The Government has already been heavily criticised on its handling of the Millennium Exhibition at Greenwich. And many product designers were outraged when it emerged they would not be credited automatically in the Government’s Millennium Products initiative (DW 19 December 1997).
Now the Creative Industries taskforce, set up to define, quantify and develop the creative sector, is in danger of losing credibility in its capacity as analyst for the design sector.
Design is one of the 11 creative industries being examined, and is being coordinated by media and telecommunications group Spectrum Strategy Consultants (DW 16 January). “We were going to report to Culture Secretary [Chris Smith] on 18 February, but have put it back by about six weeks,” says Spectrum managing director Janice Hughes. She volunteered her group to help with the project.
Spectrum has also dropped parts of its original remit. This was to gather statistics on the value of design to the economy, its export value, its employment levels, the longer term prospects for the industry, and tighter definitions. “We are wrestling with what design means and haven’t yet come up with any industry figures as yet,” says Spectrum associate Harry Hobson, who is co-ordinating the project.
The design industry has welcomed the taskforce and Spectrum’s contribution. But many feel the task is too ambitious and not adequately resourced. Hobson admits he has little experience of the design industry.
Design Business Association chief executive Ian Rowland-Hill says: “Anybody conducting such a project has a problem if they do not work in the design industry. No one person has an all-encompassing view, but it really needs to be run by someone with a good overview, who can pull all the survey’s findings together.”

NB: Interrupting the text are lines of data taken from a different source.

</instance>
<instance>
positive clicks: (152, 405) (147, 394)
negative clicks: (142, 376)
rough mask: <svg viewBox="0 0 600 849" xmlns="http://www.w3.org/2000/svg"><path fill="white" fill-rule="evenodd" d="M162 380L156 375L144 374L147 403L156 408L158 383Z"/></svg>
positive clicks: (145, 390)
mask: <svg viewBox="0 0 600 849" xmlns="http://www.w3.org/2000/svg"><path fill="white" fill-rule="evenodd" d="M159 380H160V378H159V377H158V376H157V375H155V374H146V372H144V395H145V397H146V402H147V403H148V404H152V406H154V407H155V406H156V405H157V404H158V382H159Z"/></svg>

Circus associate Simon Mottram adds: “On the one hand the Government has a very sophisticated understanding of design, but on the other it has set up a taskforce which doesn’t seem very sure of itself and doesn’t have adequate resources.”
Mottram has just joined Circus from his position as director of strategy and identity at Interbrand Newell and Sorrell.
“If all the relevant bodies are not consulted the Government is in danger of losing credibility over its commitment to design,” says Chartered Society of Designers president Adrianne Leman. Spectrum has not yet approached the DBA or the CSD.
A question mark also hangs over parts of the taskforce’s remit. “It is incredibly hard to quantify the value of design. Emotional and psychological factors have a long-term effect on a brand and design cannot be separated from the rest of the marketing mix,” says Mottram.